A number of mechanisms have been proposed for cycloserine inhibition of a range of PLP-dependent enzymes and have been collated by Olson et al. (35). In one mechanism originally proposed for the inhibition of alanine racemase, the authors speculate that the cycloserine ring of the inhibitor-PLP adduct is opened after attack by either an active site nucleophile on the enzyme or hydroxide ion (36,37). In the case of S. paucimobilis SPT Ikushiro et al. (30) proposed that hydrolysis of the ring-open adduct leads to formation of free pyridoxamine 5′-phosphate (PMP) and beta-aminooxypyruvate (Fig. 2C). They speculated that the 380 nm peak that they observed upon incubation of SPT with LCS could be due to formation of a transient oxime intermediate while the 330 nm peak is due to the ring-opened adduct prior to hydrolysis (Fig. 2C). Of interest, a similar UV-vis spectrum was obtained in a study of the interaction of LCS with ArnB, the PLP-dependent aminotransferase involved in amino arabinose biosynthesis (38). X-ray structure analysis of that inactivated enzyme revealed a bound hydroxyisoxazole-PLP adduct at the ArnB active site. Therefore it appears that LCS can interact with its target enzymes in different ways with the cycloserine ring remaining intact or undergoing ring cleavage.

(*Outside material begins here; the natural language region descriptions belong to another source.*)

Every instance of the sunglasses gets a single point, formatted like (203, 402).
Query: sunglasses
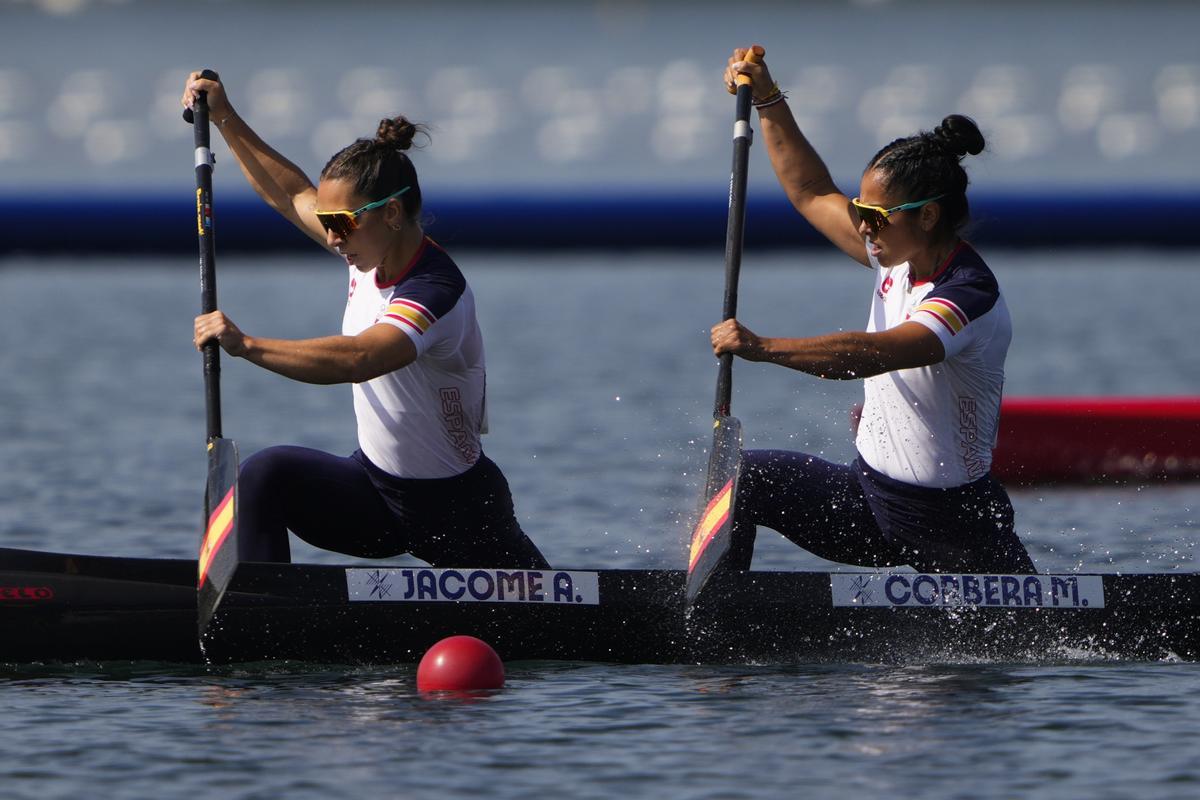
(343, 223)
(876, 216)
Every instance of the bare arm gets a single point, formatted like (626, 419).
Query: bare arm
(839, 356)
(327, 360)
(280, 182)
(801, 172)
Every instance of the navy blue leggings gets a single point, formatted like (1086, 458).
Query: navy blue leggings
(853, 515)
(348, 505)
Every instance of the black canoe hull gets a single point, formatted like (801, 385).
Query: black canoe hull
(65, 607)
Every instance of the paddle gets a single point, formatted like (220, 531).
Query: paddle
(711, 539)
(219, 546)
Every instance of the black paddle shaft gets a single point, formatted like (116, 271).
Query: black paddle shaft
(733, 235)
(208, 256)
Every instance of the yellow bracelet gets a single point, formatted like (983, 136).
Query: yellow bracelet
(772, 97)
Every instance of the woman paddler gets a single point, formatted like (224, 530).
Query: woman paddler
(412, 349)
(933, 360)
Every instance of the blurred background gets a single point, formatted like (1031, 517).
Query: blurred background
(556, 121)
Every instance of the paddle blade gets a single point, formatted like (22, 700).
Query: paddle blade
(219, 545)
(712, 536)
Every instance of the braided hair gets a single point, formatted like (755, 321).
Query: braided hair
(378, 167)
(928, 163)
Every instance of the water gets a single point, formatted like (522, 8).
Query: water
(600, 388)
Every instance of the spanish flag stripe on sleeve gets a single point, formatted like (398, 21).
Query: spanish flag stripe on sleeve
(946, 312)
(414, 314)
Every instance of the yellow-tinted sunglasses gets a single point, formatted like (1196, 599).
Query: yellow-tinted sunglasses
(876, 216)
(343, 223)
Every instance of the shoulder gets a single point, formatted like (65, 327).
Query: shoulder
(967, 286)
(435, 282)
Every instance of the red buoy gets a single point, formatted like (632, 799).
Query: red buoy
(460, 663)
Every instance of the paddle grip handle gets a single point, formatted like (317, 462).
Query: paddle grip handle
(754, 55)
(208, 74)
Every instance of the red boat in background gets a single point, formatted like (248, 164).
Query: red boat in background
(1097, 439)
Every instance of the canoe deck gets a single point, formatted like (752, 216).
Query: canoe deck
(64, 607)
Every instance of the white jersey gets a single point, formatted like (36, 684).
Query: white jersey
(423, 420)
(936, 426)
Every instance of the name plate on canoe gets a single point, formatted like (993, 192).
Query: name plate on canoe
(430, 585)
(909, 589)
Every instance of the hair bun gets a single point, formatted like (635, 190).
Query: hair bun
(397, 133)
(959, 136)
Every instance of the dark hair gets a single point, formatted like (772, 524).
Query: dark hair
(378, 167)
(927, 164)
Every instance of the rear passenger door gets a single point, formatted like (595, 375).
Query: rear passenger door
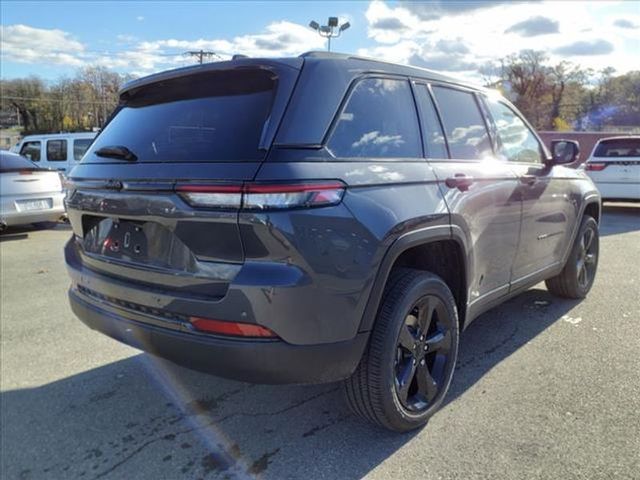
(550, 196)
(479, 189)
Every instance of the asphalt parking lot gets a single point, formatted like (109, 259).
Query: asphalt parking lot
(545, 388)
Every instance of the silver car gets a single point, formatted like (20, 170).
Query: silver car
(28, 194)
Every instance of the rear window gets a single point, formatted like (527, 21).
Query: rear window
(210, 117)
(14, 163)
(623, 147)
(80, 146)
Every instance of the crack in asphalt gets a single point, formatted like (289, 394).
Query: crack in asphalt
(213, 421)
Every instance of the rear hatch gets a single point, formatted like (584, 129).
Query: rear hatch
(211, 124)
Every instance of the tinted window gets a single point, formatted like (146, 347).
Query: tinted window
(516, 142)
(31, 150)
(56, 150)
(11, 162)
(619, 147)
(379, 120)
(209, 117)
(431, 128)
(463, 123)
(80, 146)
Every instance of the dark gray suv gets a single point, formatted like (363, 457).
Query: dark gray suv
(320, 218)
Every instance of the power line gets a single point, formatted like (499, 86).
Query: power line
(42, 99)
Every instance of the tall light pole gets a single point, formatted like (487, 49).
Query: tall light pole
(330, 30)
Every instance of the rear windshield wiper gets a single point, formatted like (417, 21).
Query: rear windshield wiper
(116, 151)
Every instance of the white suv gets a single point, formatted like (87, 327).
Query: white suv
(614, 166)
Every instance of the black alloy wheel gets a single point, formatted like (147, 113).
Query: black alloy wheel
(405, 372)
(423, 353)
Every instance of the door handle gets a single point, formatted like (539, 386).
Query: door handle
(528, 179)
(460, 181)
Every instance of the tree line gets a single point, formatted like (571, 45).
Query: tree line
(83, 102)
(559, 96)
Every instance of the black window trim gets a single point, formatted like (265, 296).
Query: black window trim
(427, 85)
(481, 110)
(345, 100)
(544, 154)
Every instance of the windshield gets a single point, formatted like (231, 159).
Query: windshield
(210, 117)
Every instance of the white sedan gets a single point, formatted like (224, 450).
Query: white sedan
(28, 194)
(614, 166)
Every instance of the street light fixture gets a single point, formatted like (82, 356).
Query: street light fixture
(330, 30)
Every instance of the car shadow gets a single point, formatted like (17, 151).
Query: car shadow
(145, 418)
(619, 218)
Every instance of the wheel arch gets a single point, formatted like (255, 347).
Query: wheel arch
(593, 208)
(430, 249)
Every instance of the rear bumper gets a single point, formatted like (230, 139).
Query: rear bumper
(256, 361)
(10, 215)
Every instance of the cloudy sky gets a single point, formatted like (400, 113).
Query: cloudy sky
(53, 39)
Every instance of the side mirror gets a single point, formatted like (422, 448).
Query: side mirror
(564, 152)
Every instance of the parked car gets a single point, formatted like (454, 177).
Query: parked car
(320, 218)
(28, 193)
(59, 151)
(614, 166)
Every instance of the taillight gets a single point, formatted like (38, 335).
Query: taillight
(260, 196)
(212, 196)
(236, 329)
(595, 166)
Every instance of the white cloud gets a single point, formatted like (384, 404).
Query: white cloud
(463, 40)
(25, 44)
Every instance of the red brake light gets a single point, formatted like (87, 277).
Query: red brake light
(261, 196)
(230, 328)
(595, 166)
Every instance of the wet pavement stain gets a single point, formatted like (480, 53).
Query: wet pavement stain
(262, 463)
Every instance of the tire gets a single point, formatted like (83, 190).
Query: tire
(404, 374)
(578, 274)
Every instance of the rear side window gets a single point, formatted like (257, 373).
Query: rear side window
(619, 147)
(464, 125)
(209, 117)
(79, 147)
(431, 129)
(31, 150)
(57, 150)
(378, 121)
(516, 142)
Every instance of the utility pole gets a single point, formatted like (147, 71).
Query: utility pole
(201, 54)
(330, 30)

Dramatic changes in the PLP absorbance spectrum of holo-SPT were also observed within 30 seconds after addition of DCS (Fig. 5B, dashed line) but changes thereafter were much slower compared to LCS, occurring over a period of ~10 hours (Fig. 5B, dotted and dot-dash lines). These spectroscopic changes correlate with the observation that DCS inactivates SPT activity at a slower rate than LCS (see Fig. 3). Loss of the 425 nm peak was accompanied by appearance of a new peak at 380 nm. Over time (~2-10 hrs) this peak shifted to 365 nm along with the slow appearance of a pronounced, broad shoulder with λmax at 330 nm. In contrast to the changes that occurred in the presence of LCS the 380 nm peak was the most dominant and not the 330 nm peak. Since DCS is a much slower inhibitor than LCS a build-up of intermediates along with slower formation of products might be expected and tends to agree with Ikushiro’s proposition (30) that the LCS-derived 380 nm peak could be that of an oxime intermediate, while the slow build-up of products is represented by the slowly-formed 330 nm shoulder.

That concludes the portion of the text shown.